東大名誉教授・多田富雄先生は、突然の脳卒中に襲われ、以来、リハビリテーションの甲斐あって、辛うじて人差し指1本でパソコンのキーを押しながら、発信するまでになり、その一つ一つが、命の叫びに聞こえます。
政人(まつりびと)いざ事問わん 老人(おいびと)われ 生き抜く道の ありやなしやと 鶴見和子氏(前上智大学名誉教授)
鶴見先生と親しかった多田先生が、[世界 12月号 岩波書店]の冒頭で紹介した、鶴見先生の短歌です。
11年前に脳梗塞で倒れられ、懸命なリハビリテーションに励みましたが、老健法の改悪によって、180日で打ち切られた、そのときの短歌です。
老健法によって180日でリハビリテーションを打ち切られた鶴見先生と同じ境遇に遭った多田先生、非情にも、75歳になられた、その時に待っていたのが、「老健法」から「後期高齢者医療制度」でした。

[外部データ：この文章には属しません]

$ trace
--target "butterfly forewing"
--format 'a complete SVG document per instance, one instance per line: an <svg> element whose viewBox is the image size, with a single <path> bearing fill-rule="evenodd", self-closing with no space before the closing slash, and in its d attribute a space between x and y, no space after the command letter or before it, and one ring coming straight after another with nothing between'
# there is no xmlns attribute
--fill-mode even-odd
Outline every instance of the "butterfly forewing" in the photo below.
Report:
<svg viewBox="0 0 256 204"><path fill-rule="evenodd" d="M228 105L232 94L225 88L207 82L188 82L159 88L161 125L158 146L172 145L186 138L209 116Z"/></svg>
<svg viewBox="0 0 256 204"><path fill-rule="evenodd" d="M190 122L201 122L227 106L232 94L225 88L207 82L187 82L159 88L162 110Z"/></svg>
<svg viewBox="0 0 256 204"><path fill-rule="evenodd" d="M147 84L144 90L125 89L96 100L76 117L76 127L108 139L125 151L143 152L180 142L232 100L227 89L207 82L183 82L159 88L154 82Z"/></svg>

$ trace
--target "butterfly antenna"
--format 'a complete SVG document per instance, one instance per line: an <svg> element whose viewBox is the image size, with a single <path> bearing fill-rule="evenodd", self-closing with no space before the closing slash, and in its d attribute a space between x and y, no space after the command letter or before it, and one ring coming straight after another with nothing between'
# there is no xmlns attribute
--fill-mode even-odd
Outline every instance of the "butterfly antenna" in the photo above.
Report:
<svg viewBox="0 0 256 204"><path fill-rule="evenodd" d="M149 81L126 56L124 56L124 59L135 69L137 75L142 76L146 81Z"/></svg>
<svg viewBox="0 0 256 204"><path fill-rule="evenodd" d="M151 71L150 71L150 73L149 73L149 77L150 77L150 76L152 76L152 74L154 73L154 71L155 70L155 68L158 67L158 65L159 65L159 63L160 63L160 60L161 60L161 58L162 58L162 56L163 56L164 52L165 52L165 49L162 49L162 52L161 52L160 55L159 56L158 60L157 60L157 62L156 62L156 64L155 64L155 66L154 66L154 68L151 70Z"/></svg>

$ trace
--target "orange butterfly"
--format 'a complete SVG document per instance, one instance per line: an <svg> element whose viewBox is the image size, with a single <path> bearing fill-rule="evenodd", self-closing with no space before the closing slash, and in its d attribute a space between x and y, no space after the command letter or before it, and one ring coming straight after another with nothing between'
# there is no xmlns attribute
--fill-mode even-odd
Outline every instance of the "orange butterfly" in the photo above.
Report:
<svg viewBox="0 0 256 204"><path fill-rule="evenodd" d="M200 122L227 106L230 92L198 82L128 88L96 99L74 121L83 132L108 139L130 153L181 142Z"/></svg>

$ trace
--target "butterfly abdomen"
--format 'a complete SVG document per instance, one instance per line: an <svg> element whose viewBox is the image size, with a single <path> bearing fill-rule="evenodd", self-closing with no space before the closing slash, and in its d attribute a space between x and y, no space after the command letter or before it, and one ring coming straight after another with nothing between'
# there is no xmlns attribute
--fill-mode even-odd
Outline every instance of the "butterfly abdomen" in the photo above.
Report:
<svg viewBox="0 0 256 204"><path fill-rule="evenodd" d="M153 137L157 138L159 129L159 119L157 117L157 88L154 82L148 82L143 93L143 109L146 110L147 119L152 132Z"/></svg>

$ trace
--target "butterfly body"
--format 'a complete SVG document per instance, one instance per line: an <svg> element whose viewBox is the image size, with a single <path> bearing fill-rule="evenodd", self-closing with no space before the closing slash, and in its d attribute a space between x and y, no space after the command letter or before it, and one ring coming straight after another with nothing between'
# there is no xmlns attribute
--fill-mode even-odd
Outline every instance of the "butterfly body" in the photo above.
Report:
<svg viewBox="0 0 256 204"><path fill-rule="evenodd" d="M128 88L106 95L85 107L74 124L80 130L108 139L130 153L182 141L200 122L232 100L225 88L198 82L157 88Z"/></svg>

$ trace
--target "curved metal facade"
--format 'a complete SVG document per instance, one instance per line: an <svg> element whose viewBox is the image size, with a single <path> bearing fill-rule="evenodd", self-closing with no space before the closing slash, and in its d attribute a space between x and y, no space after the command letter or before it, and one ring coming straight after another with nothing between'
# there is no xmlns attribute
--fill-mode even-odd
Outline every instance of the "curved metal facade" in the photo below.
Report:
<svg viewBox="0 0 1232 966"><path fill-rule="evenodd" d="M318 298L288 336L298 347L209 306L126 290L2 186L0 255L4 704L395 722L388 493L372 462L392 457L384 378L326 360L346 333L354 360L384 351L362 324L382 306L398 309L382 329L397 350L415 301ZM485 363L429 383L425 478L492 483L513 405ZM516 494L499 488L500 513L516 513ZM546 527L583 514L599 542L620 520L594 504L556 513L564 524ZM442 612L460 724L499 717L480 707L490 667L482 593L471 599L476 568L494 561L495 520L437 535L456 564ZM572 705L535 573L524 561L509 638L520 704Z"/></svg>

12月4日、NHK放映「脳梗塞からの“再生”免疫学者 多田富雄の闘い」をご覧になった方も多いと思いますが、化石にとっても、東大在任中に講演のお願いなどもあって、2度お邪魔した思い出とともに懐かしく視聴しました。
さすがに、病後の先生は痛々しくもうつりましたが、役人の腐敗や、政治家の老人イジメには、毅然とした態度で批判される先生をみて、立派な態度に敬服しました。
冒頭で多田先生が紹介した短歌、「鶴見先生は、直接的には癌が原因で亡くなられたのだが、リハビリ制限が死を早めたことは間違いない」ときっぱり言い放っておられました。